Nach einer mehrjährigen Auszeit, die sein alter Kontrahent Nick St. Nicholas nutzt, um mit New Steppenwolf die Nostalgiker bei Laune zu halten, revitalisiert Kay selbst in den Achtzigern noch einmal den guten Namen und nimmt mit diversen Besetzungen weitere Alben auf. Anders jedoch als Black Sabbath, Deep Purple oder Uriah Heep schafft er es nicht mehr, Anschluss zu finden an die jüngere, durchaus traditionsbewusste Hard Rock-Szene. Steppenwolf mutieren zu einem Revival-Act, und neue Alben sind vor allem Anlässe, um wieder mal auf Tour zu gehen und »Born To Be Wild« zu spielen.

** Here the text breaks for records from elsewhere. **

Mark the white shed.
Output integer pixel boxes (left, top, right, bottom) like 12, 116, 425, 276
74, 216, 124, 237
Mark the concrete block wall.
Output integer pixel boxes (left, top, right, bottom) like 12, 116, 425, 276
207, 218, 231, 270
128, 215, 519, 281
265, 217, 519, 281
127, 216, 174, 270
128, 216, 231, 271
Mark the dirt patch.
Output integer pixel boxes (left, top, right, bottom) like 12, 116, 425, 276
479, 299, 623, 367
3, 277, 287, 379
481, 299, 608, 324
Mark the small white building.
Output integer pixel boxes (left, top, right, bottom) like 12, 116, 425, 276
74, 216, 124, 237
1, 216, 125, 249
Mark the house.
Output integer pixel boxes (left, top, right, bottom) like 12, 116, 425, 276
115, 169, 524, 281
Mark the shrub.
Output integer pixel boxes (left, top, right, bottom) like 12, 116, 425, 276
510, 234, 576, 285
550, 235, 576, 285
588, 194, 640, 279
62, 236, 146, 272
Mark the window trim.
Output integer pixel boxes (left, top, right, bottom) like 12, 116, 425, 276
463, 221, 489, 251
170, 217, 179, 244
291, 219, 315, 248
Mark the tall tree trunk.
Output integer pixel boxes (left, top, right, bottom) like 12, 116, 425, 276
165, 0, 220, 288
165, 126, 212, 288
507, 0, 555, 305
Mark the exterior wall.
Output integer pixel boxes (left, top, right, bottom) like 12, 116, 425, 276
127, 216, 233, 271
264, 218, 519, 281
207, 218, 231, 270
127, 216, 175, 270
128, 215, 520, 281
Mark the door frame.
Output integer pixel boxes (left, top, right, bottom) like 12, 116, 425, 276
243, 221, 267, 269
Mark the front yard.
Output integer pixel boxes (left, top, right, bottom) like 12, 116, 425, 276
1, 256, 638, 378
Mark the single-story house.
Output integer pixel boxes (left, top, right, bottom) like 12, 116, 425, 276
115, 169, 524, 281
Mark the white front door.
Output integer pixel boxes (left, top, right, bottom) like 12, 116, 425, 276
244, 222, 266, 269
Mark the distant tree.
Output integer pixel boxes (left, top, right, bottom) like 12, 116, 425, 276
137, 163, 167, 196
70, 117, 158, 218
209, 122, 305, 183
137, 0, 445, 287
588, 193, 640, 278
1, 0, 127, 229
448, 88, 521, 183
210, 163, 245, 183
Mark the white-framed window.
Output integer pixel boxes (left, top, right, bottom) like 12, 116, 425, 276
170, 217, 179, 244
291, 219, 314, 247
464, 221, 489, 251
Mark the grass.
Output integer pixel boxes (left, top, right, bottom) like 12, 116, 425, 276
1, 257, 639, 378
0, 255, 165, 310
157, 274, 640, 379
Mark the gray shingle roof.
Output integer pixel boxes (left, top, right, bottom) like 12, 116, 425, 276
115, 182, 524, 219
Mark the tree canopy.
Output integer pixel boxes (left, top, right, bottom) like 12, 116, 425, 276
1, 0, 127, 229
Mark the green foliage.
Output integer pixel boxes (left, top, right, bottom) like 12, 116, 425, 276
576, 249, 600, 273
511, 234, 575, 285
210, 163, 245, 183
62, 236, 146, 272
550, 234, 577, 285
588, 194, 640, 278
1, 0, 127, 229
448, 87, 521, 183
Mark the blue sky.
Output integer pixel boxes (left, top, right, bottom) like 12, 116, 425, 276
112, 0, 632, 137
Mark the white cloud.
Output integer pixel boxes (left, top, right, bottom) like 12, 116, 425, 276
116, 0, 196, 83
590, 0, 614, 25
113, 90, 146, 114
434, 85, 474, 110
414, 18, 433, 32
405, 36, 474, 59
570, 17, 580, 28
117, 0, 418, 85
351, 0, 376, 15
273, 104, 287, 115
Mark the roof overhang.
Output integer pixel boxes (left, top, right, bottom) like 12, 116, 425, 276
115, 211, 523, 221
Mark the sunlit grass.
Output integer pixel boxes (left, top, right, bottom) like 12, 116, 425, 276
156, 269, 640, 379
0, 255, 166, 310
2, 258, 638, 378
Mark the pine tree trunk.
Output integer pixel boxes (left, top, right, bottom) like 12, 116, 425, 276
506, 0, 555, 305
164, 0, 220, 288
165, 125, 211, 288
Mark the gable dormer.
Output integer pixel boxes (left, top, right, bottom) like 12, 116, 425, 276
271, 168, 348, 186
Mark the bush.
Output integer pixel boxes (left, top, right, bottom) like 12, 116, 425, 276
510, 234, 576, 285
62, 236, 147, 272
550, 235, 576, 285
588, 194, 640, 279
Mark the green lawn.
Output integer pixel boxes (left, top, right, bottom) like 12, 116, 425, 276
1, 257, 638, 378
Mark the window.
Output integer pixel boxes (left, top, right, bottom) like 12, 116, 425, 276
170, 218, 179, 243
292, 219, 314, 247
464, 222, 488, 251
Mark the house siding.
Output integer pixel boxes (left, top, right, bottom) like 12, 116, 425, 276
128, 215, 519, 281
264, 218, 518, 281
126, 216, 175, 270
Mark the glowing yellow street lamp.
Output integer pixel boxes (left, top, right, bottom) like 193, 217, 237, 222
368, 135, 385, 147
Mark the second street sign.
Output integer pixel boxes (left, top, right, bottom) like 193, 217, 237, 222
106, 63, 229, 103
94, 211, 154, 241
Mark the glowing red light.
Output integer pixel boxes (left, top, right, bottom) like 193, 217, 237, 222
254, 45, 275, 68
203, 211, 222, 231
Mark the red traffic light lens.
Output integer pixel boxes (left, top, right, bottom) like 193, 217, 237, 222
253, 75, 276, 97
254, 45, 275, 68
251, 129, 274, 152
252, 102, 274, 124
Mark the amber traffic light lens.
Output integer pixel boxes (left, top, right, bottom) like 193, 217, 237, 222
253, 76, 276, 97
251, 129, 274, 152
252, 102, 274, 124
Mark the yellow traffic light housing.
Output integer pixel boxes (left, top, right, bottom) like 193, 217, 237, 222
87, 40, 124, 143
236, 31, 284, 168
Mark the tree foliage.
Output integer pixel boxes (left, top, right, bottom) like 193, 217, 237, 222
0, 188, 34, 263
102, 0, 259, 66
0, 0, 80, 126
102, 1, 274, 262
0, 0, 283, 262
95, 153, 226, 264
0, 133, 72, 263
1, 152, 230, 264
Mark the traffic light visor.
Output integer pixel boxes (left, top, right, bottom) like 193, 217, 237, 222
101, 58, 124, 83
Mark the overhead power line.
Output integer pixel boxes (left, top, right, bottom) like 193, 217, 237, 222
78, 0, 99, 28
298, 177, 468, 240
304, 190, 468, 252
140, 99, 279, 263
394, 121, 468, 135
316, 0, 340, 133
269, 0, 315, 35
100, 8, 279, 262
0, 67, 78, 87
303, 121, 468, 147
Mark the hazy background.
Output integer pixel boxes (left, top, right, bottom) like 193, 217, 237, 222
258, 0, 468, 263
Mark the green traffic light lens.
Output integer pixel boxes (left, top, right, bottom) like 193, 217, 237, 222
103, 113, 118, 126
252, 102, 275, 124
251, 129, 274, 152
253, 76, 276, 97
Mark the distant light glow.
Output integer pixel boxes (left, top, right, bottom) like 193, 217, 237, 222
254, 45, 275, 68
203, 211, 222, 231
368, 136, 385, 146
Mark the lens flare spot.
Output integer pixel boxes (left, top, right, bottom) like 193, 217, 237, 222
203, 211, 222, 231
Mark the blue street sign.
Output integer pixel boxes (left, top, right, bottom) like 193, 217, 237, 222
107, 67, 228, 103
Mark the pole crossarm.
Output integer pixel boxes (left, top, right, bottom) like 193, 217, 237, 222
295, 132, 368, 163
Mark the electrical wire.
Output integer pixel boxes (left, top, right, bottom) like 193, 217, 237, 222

Schwehms Dokfilm erzählt die Steppenwolf-Geschichte auf konventionelle, aber suggestive und ungemein spannende Weise als Collage aus Interviewschnipseln, privaten Super-8-Aufnahmen und TV-Material. Neben den Beteiligten, Szenekennern und Journalisten kommen auch Urgesteine wie Klaus Meine, Alice Cooper, Jello Biafra oder Dale Crover von den Melvins zu Wort. Komisch wird es also auch bisweilen.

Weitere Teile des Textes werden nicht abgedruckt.